5.7 Robustness checks

Our findings on preferences and their correlation with covariates may be sensitive to the specification of intertemporal utility, the selected error process, and the measurement of preferences. Yet, there appears to be no consensus in the literature regarding these assumptions. We therefore analyze the robustness of our results pertaining to i) exclusion of multiple switchers, ii) alternative utility specifications, iii) alternative error-process specifications, and iv) alternative measures of preferences, such as the number of times a specific option was chosen, or switch points. For brevity, we relegate details to Online Appendix D. Summing up, our main findings are largely robust. Among other findings, we document that controlling for noise in the decision making process is important. Simulation exercises confirm that using measures of preference and estimation methods that fail to account for decision noise may lead to spurious correlations between preferences and individual characteristics that are correlated with decision noise. This result is in line with recent findings (Andersson et al., 20162020).

6 Discussion and conclusion

In this paper, we empirically analyze the relationships between individual characteristics and risk aversion, loss aversion, time discounting, and present bias in a large-scale demographically representative sample in eight EU countries. We cautiously control for decision errors in estimating preference parameters to avoid spurious results in cases where individual characteristics may be correlated with decision errors. Our findings provide in particular guidance on relationships that previous literature has never or only rarely analysed such as the relation between individual characteristics and loss aversion or present bias. Regarding present bias and loss aversion, this study uses the largest sample to date to analyze relations between individual characteristics and these preferences. Likewise, most likely because of the large sample size, our study finds statistically significant associations for several relations where a majority or relative majority of the studies included in our systematic literature review find a no result such as the relation of income with risk aversion, of gender with loss aversion, of age and having children with time discounting, and of age and gender with present bias. More specifically, our findings suggest that risk aversion is negatively correlated with income. We also find evidence suggesting the existence of a negative relationship between risk aversion and cognitive ability (as measured by CRT), a relationship that has been subject to debate in the literature. We further find that time discounting is negatively associated with age. In addition, our results suggest that men discount the future to a greater extent and are also more present biased than women. The latter finding is not yet established in the literature. Finally, we find that older respondents and males are less loss averse.

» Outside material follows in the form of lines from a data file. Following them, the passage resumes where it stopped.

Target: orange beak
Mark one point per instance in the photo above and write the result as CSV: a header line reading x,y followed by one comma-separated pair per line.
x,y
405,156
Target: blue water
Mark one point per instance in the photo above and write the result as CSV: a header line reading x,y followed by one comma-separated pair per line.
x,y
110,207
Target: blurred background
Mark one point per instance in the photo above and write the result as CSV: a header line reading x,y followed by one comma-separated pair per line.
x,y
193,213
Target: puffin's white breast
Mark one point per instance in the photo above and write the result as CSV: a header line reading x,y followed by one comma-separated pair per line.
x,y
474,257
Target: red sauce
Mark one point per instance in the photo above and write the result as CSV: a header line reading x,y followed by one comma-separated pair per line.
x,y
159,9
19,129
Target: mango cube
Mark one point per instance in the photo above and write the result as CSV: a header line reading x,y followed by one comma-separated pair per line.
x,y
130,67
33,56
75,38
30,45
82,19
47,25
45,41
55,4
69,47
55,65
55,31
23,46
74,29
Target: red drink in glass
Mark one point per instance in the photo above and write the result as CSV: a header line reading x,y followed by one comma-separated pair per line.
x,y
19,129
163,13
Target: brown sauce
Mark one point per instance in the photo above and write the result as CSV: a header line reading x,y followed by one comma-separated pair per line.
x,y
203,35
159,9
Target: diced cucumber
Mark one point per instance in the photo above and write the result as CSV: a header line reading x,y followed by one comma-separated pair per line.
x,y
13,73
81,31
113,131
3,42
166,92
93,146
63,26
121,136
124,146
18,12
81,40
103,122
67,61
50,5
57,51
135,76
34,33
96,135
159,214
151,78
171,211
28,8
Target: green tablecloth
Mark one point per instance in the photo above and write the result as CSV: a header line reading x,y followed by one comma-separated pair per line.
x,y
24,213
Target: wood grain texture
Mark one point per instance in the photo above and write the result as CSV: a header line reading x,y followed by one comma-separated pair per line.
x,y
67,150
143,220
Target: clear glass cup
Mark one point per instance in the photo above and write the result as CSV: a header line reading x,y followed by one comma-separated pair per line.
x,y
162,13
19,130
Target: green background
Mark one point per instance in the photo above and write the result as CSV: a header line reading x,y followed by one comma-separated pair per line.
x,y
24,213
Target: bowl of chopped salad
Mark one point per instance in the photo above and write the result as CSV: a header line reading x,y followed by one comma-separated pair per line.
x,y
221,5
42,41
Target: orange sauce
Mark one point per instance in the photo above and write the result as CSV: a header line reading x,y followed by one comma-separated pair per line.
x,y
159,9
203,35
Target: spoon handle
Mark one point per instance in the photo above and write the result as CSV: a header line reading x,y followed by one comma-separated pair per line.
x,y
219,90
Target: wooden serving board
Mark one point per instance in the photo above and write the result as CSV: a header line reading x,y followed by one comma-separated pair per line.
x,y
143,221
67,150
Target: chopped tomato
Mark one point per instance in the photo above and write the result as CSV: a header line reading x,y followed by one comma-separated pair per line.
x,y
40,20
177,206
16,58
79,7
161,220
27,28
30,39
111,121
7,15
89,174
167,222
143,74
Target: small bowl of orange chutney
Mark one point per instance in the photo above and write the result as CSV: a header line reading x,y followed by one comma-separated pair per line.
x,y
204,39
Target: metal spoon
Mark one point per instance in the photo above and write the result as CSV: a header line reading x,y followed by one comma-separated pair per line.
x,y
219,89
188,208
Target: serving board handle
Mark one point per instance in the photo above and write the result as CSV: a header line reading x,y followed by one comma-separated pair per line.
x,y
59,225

Few studies have tested whether cultural values are related to economic preferences. In our study, Stimulation appears to consistently correlate with risk and time preferences. Respondents who identify to a greater extent with the statement “Adventure and taking risks are important to him/her; to have an exciting life” are less risk averse and loss averse, and also discount the future to a greater extent. These links have remained largely unstudied in the literature, and may be a fruitful area for future research.

Our study also makes methodological contributions that may prove useful for researchers interested in using MPLs to elicit economic preferences: we find that the order of presentation of the two options as well as stake size have statistically significant effects on elicited preference parameters. While it may be difficult to control for stake size in some settings, order of presentation can easily be randomized. Incentivization appears to be important, as it is significantly associated with all elicited preference parameters. Finally, our study highlights the importance of controlling for the effects of observable heterogeneity on decision noise.